1. Goran Bregović (feat. Eugene Hutz), Be that man
Il matrimonio s’aveva da fare, ed è ovviamente uno di quegli affari con il bassotuba zumpa zumpa, la vodka incontinente, i matti le salsicce i gatti da cortile le fanciulle da fienile: in un campo minato tra Sarajevo e Kiev si uniscono il vate delle bande balcaniche e il tenutario dei Gogol Bordello. E brindano (a Champagne for gypsies, come da titolo del nuovo album di Bregović) alla loro mascolinità slava, tutta sobbalzi scatti di violenza sbronze tristi e slanci poetici.

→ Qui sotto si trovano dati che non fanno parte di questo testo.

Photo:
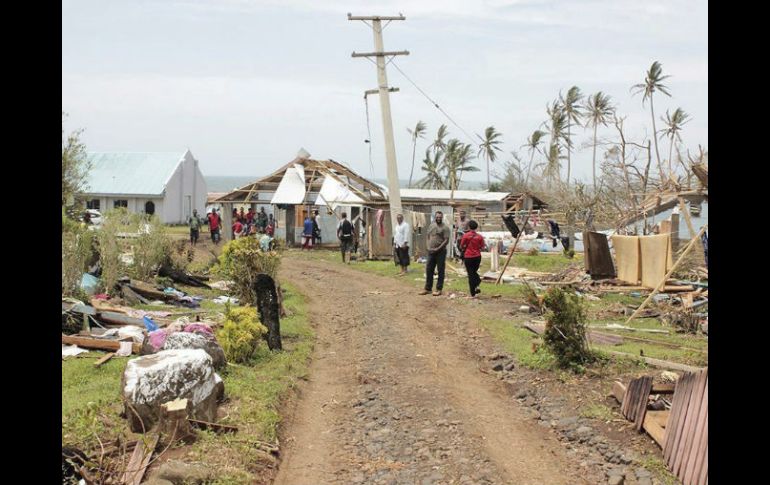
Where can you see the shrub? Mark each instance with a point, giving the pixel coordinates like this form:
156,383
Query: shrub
76,252
241,333
241,261
565,329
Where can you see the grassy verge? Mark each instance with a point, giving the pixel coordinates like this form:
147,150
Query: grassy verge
91,401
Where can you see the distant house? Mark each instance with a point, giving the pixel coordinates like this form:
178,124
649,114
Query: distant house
169,185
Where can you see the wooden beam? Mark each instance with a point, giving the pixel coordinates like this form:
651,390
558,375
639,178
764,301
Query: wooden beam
104,359
97,343
513,249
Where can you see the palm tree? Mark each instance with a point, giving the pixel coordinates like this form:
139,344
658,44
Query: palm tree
653,82
439,144
673,127
418,132
433,167
533,145
571,107
489,145
457,159
598,110
557,124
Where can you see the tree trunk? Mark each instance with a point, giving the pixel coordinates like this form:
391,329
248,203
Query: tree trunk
411,172
569,152
655,139
594,158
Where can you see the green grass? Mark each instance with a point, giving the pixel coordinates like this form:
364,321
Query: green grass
91,398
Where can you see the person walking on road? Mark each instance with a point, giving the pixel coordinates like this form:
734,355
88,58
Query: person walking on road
195,227
401,242
471,245
307,233
345,235
438,238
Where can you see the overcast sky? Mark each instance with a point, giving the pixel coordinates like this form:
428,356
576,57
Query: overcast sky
245,84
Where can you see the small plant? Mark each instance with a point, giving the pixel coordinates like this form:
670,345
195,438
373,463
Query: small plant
241,261
565,329
241,333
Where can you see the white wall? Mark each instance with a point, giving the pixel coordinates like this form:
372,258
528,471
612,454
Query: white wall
187,181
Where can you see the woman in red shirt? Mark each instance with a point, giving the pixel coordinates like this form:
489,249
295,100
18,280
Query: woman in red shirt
471,245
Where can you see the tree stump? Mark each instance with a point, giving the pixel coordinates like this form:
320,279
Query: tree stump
173,424
269,312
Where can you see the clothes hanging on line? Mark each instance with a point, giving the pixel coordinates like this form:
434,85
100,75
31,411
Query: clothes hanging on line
380,222
510,223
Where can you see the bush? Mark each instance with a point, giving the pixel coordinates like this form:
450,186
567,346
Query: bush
565,329
76,252
241,261
241,333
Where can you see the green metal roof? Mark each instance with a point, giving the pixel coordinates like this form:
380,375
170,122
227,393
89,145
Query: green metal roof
143,173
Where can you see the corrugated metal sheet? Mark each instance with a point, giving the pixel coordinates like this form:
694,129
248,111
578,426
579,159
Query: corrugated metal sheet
291,190
335,194
445,195
144,173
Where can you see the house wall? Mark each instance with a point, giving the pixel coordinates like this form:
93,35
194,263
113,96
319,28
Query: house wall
186,181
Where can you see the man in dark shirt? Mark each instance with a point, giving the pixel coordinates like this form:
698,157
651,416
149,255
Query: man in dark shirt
438,238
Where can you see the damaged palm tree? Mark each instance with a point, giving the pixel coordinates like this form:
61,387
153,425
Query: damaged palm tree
565,329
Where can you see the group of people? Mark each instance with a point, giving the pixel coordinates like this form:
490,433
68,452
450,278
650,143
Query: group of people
244,224
311,234
252,223
469,244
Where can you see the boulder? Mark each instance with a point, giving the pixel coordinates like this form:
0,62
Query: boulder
152,380
187,340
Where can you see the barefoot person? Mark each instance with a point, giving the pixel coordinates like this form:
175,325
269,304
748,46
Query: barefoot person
345,235
401,242
438,238
471,245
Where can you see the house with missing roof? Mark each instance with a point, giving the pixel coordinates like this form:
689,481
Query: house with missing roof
169,185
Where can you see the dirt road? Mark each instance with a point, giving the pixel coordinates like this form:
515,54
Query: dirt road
392,398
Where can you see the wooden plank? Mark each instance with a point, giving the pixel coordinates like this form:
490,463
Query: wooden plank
698,447
96,343
619,391
663,364
703,476
104,359
690,421
644,397
674,418
140,459
216,427
654,425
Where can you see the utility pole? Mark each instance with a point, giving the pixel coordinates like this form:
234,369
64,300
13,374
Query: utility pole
394,191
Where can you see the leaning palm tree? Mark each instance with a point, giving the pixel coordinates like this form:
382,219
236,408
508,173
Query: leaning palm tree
433,168
418,132
653,82
571,107
457,160
439,144
673,127
598,110
557,127
533,145
489,145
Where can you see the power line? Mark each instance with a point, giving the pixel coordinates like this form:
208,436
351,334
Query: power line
369,133
434,103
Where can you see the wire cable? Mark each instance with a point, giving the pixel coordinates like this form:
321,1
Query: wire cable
434,103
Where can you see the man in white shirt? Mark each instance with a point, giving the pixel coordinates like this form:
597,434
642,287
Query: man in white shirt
401,242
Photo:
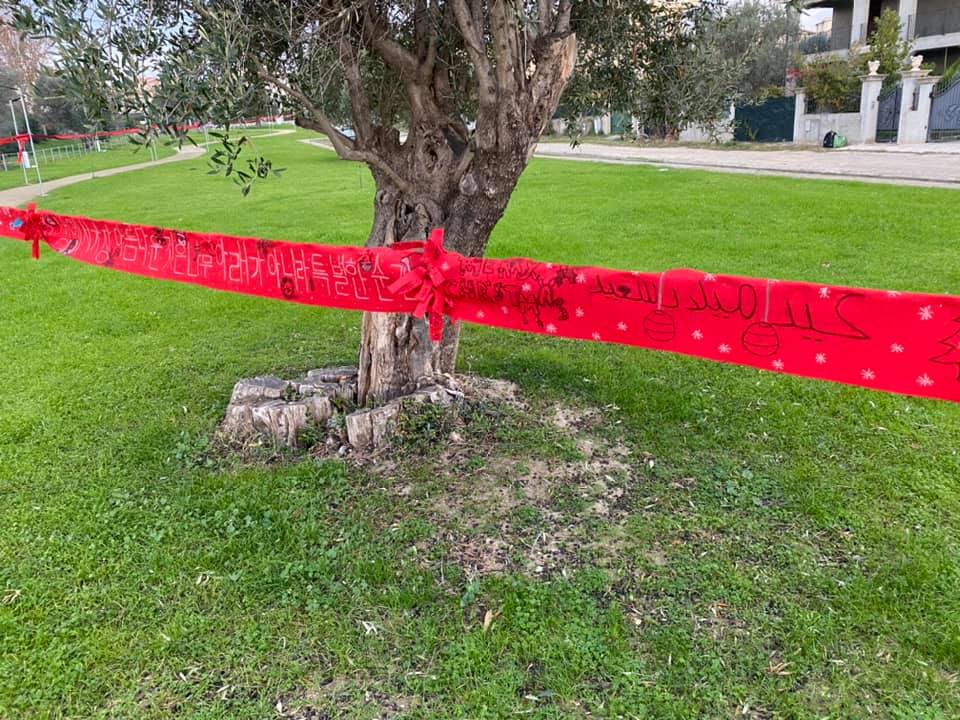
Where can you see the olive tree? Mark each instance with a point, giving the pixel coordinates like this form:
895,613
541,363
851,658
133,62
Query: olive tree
447,99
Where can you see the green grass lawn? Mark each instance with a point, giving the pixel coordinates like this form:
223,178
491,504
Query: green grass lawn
64,163
789,549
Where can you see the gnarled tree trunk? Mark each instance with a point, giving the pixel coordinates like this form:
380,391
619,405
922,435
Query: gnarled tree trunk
443,174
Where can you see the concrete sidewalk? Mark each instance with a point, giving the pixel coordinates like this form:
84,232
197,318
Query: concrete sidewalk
22,195
935,166
25,193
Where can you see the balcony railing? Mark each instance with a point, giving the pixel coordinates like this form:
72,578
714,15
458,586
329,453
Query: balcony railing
939,22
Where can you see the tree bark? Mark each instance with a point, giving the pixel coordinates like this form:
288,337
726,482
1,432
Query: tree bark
396,353
444,177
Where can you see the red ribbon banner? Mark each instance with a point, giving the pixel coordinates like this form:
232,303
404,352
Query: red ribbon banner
897,342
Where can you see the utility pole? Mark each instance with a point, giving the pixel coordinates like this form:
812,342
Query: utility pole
33,148
16,131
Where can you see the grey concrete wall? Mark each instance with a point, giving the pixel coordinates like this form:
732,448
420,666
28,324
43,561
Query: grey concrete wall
842,24
814,127
937,17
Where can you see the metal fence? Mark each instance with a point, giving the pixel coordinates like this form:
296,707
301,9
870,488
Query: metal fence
945,114
50,154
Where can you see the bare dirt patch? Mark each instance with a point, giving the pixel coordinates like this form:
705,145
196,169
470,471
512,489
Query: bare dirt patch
512,487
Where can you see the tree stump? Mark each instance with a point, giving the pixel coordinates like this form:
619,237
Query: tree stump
319,407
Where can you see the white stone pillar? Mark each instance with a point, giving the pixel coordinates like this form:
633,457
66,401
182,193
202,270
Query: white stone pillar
799,110
859,22
869,94
914,122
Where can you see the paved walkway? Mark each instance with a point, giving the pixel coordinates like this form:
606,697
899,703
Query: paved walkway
24,194
933,166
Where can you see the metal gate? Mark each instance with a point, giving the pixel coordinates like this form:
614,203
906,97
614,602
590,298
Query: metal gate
770,121
888,114
945,114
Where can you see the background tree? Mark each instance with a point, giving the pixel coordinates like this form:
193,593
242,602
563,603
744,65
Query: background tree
660,61
887,45
53,110
23,57
763,37
472,83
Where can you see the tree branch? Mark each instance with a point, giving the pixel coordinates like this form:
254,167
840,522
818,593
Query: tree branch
478,53
359,102
393,53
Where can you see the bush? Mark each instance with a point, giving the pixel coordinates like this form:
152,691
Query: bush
886,46
831,85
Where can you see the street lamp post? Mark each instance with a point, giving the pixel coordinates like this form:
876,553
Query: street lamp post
16,131
33,148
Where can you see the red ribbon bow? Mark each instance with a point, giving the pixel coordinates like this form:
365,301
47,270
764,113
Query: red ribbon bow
33,229
427,279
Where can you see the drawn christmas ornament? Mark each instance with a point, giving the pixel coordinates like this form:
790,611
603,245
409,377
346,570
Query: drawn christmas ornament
951,356
761,339
411,279
659,325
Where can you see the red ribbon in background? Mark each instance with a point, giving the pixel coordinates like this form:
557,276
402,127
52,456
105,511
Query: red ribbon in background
905,343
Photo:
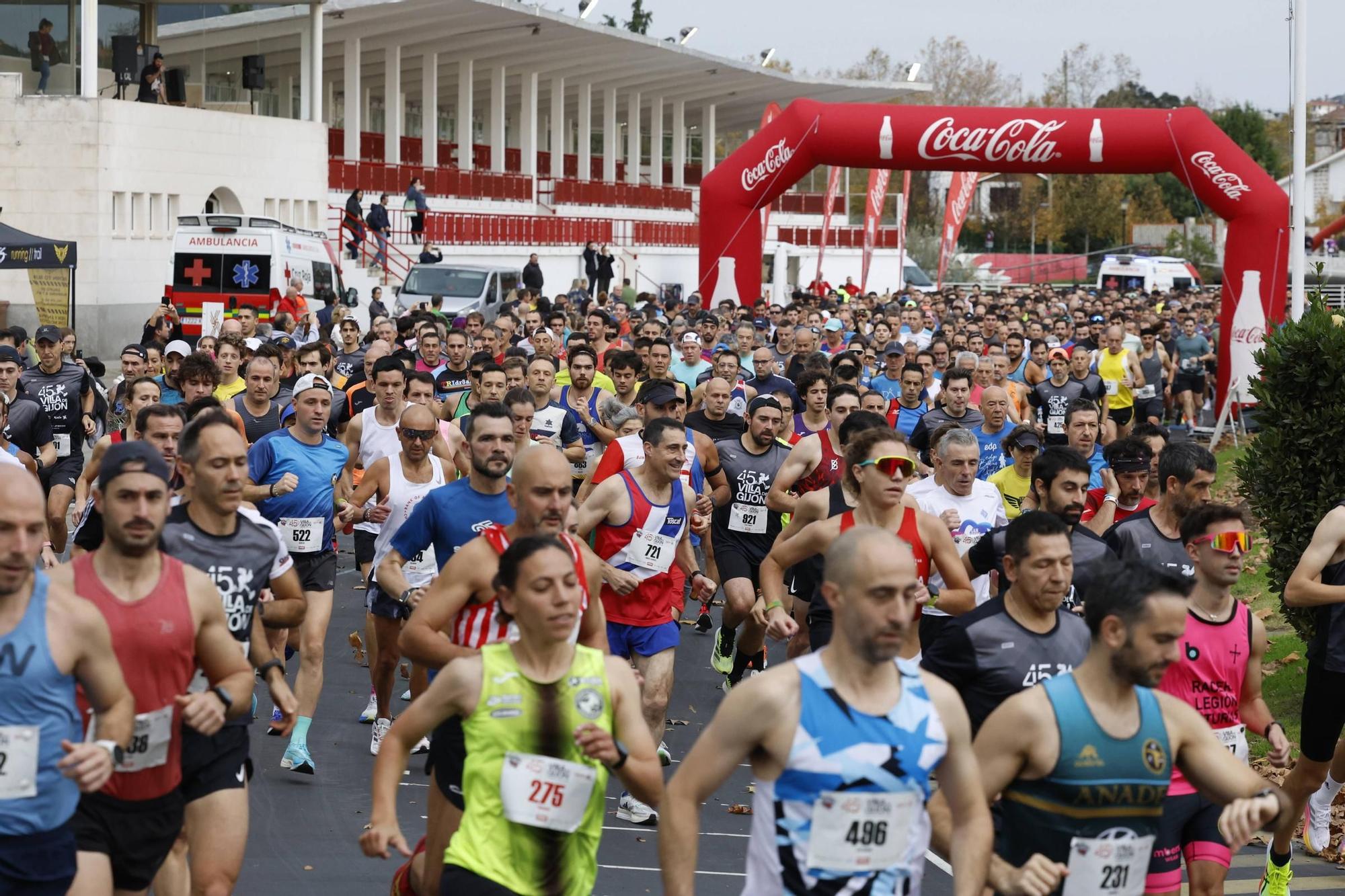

Nasdrovje, o come diamine si dice; questa roba suona sempre bene.
2. Marco Cappelli’s Italian Surf Academy (feat. Gaia Mattiuzzi), Deep deep down
Cappelli, strumentista napoletano, cavalca da maestro le chitarrine sixties surf stile Dick Dale, ciulate agli Stati Uniti da Ennio Morricone per farne un arredo centrale del cinema manigoldo e stiloso dei Django e dei Diabolik (rivedere il film di Mario Bava, annata 1968), poi saccheggiato da Quentin Tarantino, e da musicisti come John Zorn e Marc Ribot. Bottino rinvenuto e rivenduto, nell’album The american dream, agli stessi States. Con la Mode Records e il plauso del Wall Street Journal.
3. Pharm, L’africano
Folate di spirito Morricone/Zorn circolano anche in questo collettivo di romani choosy, educati a colonne sonore, avantjazz ed elettronica sperimentale, artefici di progetti multimedia commercialmente un po’ hopeless (sempre per dirla in slang Torino/Detroit), ma avere in formazione un addetto alle “videomanipolazioni” non ha prezzo. Per chi ama immergersi in ascolti avventurosi, il loro album senza titolo – sonorità in cerca di cineasti futuristi, mix di improvvisazioni in studio e performance dal vivo – ha un suo magnetismo Diabolik.